Outlook generally sunny as China’s third plenum takes place

Observers see hope as Chinese leaders meet to discuss major overhauls of the financial and economic arena's that will shape the country's destiny for the next decade.

Powered by automated translation

Analysts are broadly optimistic that this week’s Third Plenum of the Communist Party will result in reforms that will boost the Chinese economy over coming years.

“This plenum will conclude with a mega-reform plan to guide the structural changes in the country for the next ten years,” Deutsche Bank said recently.

“Our expectation is that the package may involve a few dozen reforms,” said the Deutsche analyst Jun Ma.

These include deregulation, with entry barriers for private investors reduced by 90 per cent in the medium term, and opening up to private investors sectors such as oil and gas, railways, subways, telecommunications, banking, insurance, medical services, education, and culture.

“We expect China to significantly increase it openness by granting foreign investors market access to most services industries,” said Mr Ma.

These reforms, which would include aspects such as scrapping foreign ownership limits, would include banking, insurance, telecom, education, health care, culture and entertainment, travel services, delivery services, legal and other professional services.

There is growing speculation that the president Xi Jinping will use the third plenum to announce the opening up of China’s capital account, which would allow easier investment abroad by Chinese investors. Such a move would free up China’s vast national savings, which could bring much-needed liquidity into global financial markets – or swamp them, as Diana Choyleva of Lombard Street Research said recently, as she wrote of China’s “wall of money” she believes could well “swamp global financial markets”.

“Very few expect ground-breaking change. But Beijing may well surprise the market with a much swifter timetable for opening China’s capital account,” she said.

US national savings come to US$2.7 trillion while China’s are $4.2tn. She says China’s savings are not likely to go down traditional routes such as treasuries or other government bonds.

“Much more likely it will [go] into US, UK, Australian real estate, private equity and eventually quoted stocks. Higher domestic interest rates in China will be one necessary mechanism through which income and wealth will be transferred from China’s firms to China’s consumers and the much- needed re-balancing of the economy could be achieved,” Ms Cholyeva argues.

In a research note, Macquarie Bank said a recent outline for reform by a state-council-affiliated think-tank, called the 383 Reform Plan, was bold and comprehensive, but had been seen by many as a “wish list” rather than an “action plan”.

“One reason to stay conservative is that [the outcome] will likely be a broad and long-term reform plan like the ones unveiled at the third plenums in 1993 and 2003. As the key economic reforms have been mentioned by the new leaders repeatedly since last November, new surprises would be extremely difficult to come by if a detailed timetable or an implementation plan is absent,” Macquarie said.

The bank reckons the three main reform issues will be environmental conservation, opening-up the economy and urbanisation. In addition, the new government will also probably reiterate the importance of reform in the government administration (deregulation), financial system (liberalisation), and fiscal-tax system, which would serve to gradually remove the institutional obstacles to other necessary reforms.

“In addition, we think it is possible that the new leaders would accelerate the release of follow-up implementation measures of the reform right after the third plenum to strengthen the public’s confidence in reforms,” Macquarie said.

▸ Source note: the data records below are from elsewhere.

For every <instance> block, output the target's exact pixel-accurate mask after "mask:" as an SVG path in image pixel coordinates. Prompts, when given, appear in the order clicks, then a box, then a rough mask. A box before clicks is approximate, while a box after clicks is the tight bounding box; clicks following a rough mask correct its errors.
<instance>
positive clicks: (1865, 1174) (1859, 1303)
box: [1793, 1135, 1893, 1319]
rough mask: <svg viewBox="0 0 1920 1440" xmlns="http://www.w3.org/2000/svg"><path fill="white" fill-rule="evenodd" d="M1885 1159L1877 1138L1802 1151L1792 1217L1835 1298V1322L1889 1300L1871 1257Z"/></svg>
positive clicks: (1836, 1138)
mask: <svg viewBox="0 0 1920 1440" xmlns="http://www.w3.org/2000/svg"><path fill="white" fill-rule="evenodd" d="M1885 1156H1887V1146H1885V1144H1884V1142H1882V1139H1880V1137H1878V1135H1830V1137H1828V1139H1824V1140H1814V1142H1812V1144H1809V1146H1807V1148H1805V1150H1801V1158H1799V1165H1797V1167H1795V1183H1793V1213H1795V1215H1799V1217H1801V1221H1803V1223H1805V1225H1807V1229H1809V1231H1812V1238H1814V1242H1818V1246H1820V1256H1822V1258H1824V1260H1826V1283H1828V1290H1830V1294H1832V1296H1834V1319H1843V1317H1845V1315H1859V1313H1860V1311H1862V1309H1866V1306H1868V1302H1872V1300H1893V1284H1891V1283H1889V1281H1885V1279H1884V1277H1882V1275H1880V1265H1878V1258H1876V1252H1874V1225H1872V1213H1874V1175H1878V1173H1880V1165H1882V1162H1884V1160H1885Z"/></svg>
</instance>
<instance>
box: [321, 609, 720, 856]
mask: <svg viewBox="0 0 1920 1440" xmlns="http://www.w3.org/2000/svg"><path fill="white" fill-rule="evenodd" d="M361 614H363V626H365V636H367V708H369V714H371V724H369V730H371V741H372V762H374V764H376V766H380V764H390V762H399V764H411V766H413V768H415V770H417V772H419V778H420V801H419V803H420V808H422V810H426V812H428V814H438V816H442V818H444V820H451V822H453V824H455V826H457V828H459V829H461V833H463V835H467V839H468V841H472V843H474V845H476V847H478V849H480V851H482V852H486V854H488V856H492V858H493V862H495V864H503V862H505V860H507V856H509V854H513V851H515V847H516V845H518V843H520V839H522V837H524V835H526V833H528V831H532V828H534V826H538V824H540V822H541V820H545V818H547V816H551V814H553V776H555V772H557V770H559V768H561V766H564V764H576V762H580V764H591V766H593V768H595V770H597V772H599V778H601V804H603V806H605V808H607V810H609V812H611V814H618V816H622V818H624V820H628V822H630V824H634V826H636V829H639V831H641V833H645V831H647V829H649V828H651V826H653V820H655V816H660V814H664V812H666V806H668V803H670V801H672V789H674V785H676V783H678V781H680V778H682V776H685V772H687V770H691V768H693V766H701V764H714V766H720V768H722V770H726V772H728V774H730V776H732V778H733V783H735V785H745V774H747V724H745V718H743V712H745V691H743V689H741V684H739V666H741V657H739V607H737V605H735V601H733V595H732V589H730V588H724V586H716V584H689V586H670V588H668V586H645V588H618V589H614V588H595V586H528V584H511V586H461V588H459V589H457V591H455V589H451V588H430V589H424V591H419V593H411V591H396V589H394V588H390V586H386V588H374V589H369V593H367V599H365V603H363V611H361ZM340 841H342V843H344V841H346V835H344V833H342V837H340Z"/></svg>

“We suggest investors take a position in the potential beneficiaries in advance.

GDP is set to grow 7.6 per cent this year, beating the government’s 7.5 per cent target, before losing some steam next year as Beijing forges ahead with structural reforms, a Reuters poll of economists showed recently. While an expansion of 7.6 per cent this year would be the weakest in 24 years, it would still be comfortably above the government’s 7 per cent forecast.

“Data for September suggest that momentum had started to fade at the end of the third quarter,” Mark Williams of Capital Economics wrote in a research note.

“Growth in industrial production edged down, with the slowdown particularly acute in energy intensive sectors and among state-owned firms, which were the major drivers of the summer rebound. Cement output, a gauge of construction activity, has also weakened recently.

“This is consistent with evidence that infrastructure spending and investment by state-owned firms cooled last month.”

Mr Ma expects the Shanghai free trade zone to establish an offshore market soon.

“Financial reforms will be positive for brokers, insurance companies and FX [foreign exchange] banks, most positive for privately-owned financial firms, and should improve the transparency of shadow banking activities,” he said.

A Bloomberg survey of analysts in the middle of last month showed the odds of a severe slowdown in China or a credit crisis would fall after this week’s summit as leaders take on local-government debt and financial reforms.

Fifteen of 23 economists and political analysts said policies flowing from the meeting would reduce such risks, and a majority said the plans would help China become a high-income economy by 2030.

Asked which reforms were most needed now and most likely in the next 12 months, survey respondents ranked changes in financial markets and local-government funding as both most urgent and probable. Expectations were lower for reforms to the residence-registration or hukou system, which limits labour mobility, the rule of law and state-owned enterprises.